On the upside was a $500m saving from welfare payments and $200m from lower financing costs - in both cases influenced by the lower interest rate outlook as the economy sagged. Another $500m came from a combination of the fuel excise rise and the decision not to cut ACC premiums - both tax increases by a Government keen to meet its political commitment to get the books back into surplus.

The Canterbury rebuild is also proving problematic, and that is a major driver of economic growth. The estimate of the damage has risen to $25b. The cost of fixed capital investment in repairs is $30b - the Government's share is $13b.

But the Treasury says "resource constraints in the wider economy" means it is expecting only just over half the rebuild will happen by 2017. Most of the residential rebuild - equal to about 1 per cent of gross domestic product - will be completed by then, hitting its peak in 2015 and 2016. The bulk of the infrastructure rebuild will be finished by 2017.
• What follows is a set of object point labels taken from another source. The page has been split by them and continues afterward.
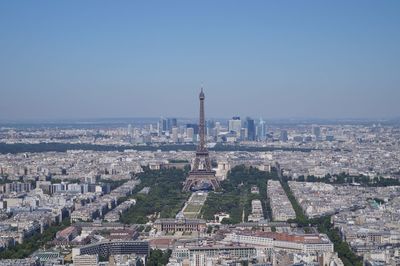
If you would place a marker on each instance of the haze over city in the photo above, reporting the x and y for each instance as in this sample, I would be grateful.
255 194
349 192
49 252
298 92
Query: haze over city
76 60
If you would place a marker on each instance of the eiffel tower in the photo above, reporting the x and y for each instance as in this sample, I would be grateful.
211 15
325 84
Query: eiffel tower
201 172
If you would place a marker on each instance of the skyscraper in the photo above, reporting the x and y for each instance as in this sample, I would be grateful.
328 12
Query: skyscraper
235 124
251 129
262 130
201 176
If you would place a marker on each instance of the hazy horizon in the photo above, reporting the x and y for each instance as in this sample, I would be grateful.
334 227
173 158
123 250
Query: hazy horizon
276 60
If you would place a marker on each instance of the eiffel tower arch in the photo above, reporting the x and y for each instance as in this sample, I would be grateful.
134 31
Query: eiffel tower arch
201 172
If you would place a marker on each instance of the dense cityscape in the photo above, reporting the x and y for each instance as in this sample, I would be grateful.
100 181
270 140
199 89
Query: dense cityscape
200 133
289 194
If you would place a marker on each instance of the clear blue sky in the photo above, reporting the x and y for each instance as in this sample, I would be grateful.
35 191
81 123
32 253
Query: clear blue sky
88 59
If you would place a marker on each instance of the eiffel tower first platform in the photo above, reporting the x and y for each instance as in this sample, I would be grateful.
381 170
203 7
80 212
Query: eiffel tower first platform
201 176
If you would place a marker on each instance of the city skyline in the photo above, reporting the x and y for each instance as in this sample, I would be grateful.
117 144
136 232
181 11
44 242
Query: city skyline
270 60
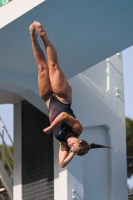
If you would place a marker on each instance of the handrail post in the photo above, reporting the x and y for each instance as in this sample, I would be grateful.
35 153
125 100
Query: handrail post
3 144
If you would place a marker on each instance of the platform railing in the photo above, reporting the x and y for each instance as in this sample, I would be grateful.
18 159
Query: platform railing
4 146
4 150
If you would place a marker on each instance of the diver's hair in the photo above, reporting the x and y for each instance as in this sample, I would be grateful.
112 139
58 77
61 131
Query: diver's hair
84 147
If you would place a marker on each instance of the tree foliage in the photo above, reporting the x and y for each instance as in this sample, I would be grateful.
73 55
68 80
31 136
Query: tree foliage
129 140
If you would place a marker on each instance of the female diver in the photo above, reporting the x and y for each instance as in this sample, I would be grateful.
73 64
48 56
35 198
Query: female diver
57 94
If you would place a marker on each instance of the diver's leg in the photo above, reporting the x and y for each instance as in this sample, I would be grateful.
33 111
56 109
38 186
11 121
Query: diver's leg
43 71
58 81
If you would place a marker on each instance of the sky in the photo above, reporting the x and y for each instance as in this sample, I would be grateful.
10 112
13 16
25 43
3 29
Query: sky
6 111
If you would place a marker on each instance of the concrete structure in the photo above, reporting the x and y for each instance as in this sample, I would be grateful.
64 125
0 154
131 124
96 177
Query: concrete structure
89 33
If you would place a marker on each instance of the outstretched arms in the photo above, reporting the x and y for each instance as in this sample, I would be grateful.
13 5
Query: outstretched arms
68 119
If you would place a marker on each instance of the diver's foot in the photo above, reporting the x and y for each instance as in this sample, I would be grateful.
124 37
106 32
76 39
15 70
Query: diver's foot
32 30
40 30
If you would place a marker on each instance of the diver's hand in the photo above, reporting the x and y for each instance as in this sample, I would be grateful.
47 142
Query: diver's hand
47 130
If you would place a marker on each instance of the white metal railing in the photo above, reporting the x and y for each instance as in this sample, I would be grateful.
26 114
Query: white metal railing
4 147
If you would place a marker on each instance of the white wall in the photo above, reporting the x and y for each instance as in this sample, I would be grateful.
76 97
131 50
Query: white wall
102 174
17 189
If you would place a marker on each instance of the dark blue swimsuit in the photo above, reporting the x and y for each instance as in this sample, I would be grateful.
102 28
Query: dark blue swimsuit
55 108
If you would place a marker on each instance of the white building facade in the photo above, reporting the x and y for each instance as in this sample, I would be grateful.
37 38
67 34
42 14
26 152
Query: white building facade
98 97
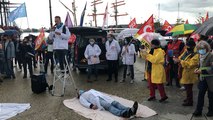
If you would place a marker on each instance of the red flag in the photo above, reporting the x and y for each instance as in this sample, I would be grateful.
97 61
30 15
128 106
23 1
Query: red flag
148 26
40 40
132 24
166 26
187 22
105 21
195 36
72 38
207 16
203 20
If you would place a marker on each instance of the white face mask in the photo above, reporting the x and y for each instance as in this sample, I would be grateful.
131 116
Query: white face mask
110 39
91 43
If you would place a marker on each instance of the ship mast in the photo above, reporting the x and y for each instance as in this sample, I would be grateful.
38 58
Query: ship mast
115 5
94 14
4 11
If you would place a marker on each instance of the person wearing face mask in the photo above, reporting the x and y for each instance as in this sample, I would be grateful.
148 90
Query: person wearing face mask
158 76
128 52
173 48
27 55
189 62
9 52
60 36
92 53
205 73
112 55
2 59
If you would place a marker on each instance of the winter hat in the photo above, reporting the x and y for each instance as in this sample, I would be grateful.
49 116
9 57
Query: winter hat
80 92
155 42
191 43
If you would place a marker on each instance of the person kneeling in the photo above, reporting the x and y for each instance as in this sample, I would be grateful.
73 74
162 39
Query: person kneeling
96 100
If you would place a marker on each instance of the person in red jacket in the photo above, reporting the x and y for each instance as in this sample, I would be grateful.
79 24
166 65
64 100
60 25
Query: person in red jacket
174 48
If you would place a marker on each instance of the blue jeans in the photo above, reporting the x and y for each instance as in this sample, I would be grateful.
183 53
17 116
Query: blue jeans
90 70
203 88
115 107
But only $3b of the commercial and social investment is expected to be complete by then, suggesting roughly four-fifths of the commercial and social investment will still be outstanding in 4 1/2 years - a sobering thought for the Christchurch CBD.

All of which adds up to a problem for the Government and a big political call.

At what point does the electorate's willingness to blame the global economy over the Government start to falter? How much patience is there among those Christchurch voters who swung behind the Government in 2011? When will voters in general tire of simply hunkering down for the long haul - the Kiwi "resilience" that Mr English is fond of praising - and start looking for a way out of grumpy growth? Especially if the Government starts paring back its $800m allowance for new spending as it contemplates a decade of restraint.

This week Mr English was still beating the drum for "sensible responsible policy" in contrast to the "untried economic experiments" of the Opposition. But while the 2014-15 Budget surplus has attracted all the media focus, for obvious reasons, there are precious few signs that the Government is delivering on its aim to "rebalance towards international sectors of the economy".

The current account balance - the sum of New Zealand's transactions with the world - is forecast to steadily rise towards $16.3b by 2017, lifting from about 5 per cent of GDP now to 6.5 per cent in four years' time.

Former prime minister Sir Robert Muldoon used to say the average voter wouldn't know a deficit if they tripped over it. That has certainly changed, but is probably still true of the current account.

It has long been the Achilles heel of the New Zealand economy, especially since the global financial crisis.

It is watched far more intently by the rating agencies and foreign lenders than if the Government achieves a surplus. And it will take a lot more to fix that than an eleventh hour tax tweak by the transport minister.